Late last summer I finally tasted the famous Majorcan dish tumbet. Tumbet, which literally means “flattened,” is an uncomplicated, oven-baked casserole of fried eggplant, peppers, and potatoes, topped with a thick, delicious sauce of fried ripe caramelized tomatoes and sometimes garnished with pieces of fish. It's a bit like a Provençal ratatouille without the herbs, a Tunisian chachouka without the harissa, Sicilian caponata without the capers and olives, despite which it isn't missing anything. For me it's just about perfect!
Tumbet travels well, meaning you can make it just about anywhere in the world provided you use vegetables in peak seasonal condition. First and foremost, you need a good extra virgin olive oil for frying, as it's this component that coaxes flavor from the vegetables. The secret of a good tumbet is to cook the ingredients separately, then combine them at the end for baking.
Some food writers say you don't need to salt eggplant before frying. I disagree. I will never stop salting Mediterranean eggplants. Many of the new eggplant hybrids that don't require salting to remove bitterness have very little taste: ironically, they still need salting, not to rid them of bitterness but to bring out some flavor. Also, salting tightens the flesh of eggplant so it won't absorb as much oil during frying. Finally, salting helps to create a good creamy texture.

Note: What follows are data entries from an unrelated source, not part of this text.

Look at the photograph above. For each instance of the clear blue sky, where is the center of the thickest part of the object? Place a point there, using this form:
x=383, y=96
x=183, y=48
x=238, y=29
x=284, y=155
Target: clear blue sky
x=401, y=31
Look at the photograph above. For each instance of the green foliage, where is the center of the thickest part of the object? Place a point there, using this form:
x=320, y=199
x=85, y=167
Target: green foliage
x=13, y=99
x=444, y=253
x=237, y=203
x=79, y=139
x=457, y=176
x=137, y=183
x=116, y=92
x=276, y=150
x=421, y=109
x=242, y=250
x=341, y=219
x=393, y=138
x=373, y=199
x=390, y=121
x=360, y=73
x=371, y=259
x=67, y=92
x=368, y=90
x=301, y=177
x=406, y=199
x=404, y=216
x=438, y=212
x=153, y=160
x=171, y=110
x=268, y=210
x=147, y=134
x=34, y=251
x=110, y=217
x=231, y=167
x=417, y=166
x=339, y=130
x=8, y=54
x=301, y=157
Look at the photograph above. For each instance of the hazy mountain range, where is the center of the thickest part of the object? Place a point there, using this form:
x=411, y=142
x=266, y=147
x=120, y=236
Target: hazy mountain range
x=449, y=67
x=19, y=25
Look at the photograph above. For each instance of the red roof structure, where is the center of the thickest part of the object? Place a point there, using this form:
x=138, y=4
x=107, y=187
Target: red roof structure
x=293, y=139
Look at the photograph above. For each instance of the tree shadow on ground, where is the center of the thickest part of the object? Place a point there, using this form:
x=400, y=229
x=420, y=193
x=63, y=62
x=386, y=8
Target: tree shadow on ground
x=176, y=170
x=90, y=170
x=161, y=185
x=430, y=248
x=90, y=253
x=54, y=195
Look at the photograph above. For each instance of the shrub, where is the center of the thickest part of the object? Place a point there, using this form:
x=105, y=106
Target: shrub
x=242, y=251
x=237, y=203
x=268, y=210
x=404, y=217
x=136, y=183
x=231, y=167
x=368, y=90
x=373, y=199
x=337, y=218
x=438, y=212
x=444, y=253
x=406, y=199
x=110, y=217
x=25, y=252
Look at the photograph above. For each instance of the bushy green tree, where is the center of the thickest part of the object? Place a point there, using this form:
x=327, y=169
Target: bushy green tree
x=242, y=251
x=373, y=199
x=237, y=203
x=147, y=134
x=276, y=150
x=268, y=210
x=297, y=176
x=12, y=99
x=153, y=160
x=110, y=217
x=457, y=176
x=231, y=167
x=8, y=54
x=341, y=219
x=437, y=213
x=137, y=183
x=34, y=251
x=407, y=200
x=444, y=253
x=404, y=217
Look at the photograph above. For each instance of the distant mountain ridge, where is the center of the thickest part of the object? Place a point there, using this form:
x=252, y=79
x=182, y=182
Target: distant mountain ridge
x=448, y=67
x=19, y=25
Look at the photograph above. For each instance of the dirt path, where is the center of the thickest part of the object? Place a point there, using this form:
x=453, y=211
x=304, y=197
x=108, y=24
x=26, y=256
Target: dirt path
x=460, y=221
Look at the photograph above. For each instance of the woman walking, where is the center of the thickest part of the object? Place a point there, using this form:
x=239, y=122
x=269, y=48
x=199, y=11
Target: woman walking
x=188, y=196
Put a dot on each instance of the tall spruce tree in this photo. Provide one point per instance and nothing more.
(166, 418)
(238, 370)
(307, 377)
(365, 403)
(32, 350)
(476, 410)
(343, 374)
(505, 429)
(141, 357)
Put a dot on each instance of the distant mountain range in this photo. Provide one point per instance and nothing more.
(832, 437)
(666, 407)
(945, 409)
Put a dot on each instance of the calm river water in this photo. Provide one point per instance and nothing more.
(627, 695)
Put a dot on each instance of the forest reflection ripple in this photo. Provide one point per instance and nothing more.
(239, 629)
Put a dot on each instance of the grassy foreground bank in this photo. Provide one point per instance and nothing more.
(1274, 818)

The peppers used in tumbet should be sweet rather than hot, and, preferably, thin-skinned, the kind you find at farmers' markets in late summer. I use late-summer New Mexican chile peppers that have turned red, sweet, and delicious. Another choice would be pale green frying peppers sold in late summer at farmstands.
The potatoes are only partially cooked to avoid hardening, then finished off in the final baking. The tomatoes are fried until their natural sugars create caramelization.
Tumbet often accompanies grilled or roasted meat or fish, but I also serve it warm or at room temperature as a course unto itself, with the addition of fried fish baked right into the layering.
A final note: Back in the 1980s, Juan Martinez Rivas, a well-known landscape painter and gourmet from Mallorca, was interviewed on Spanish television about tumbet, his favorite dish. He made the astonishing comment that the very best rendition he had ever tasted was served in the home of a Basque friend who lived in California, where it was prepared by a Chinese chef. As I said, this is a dish that can really travel.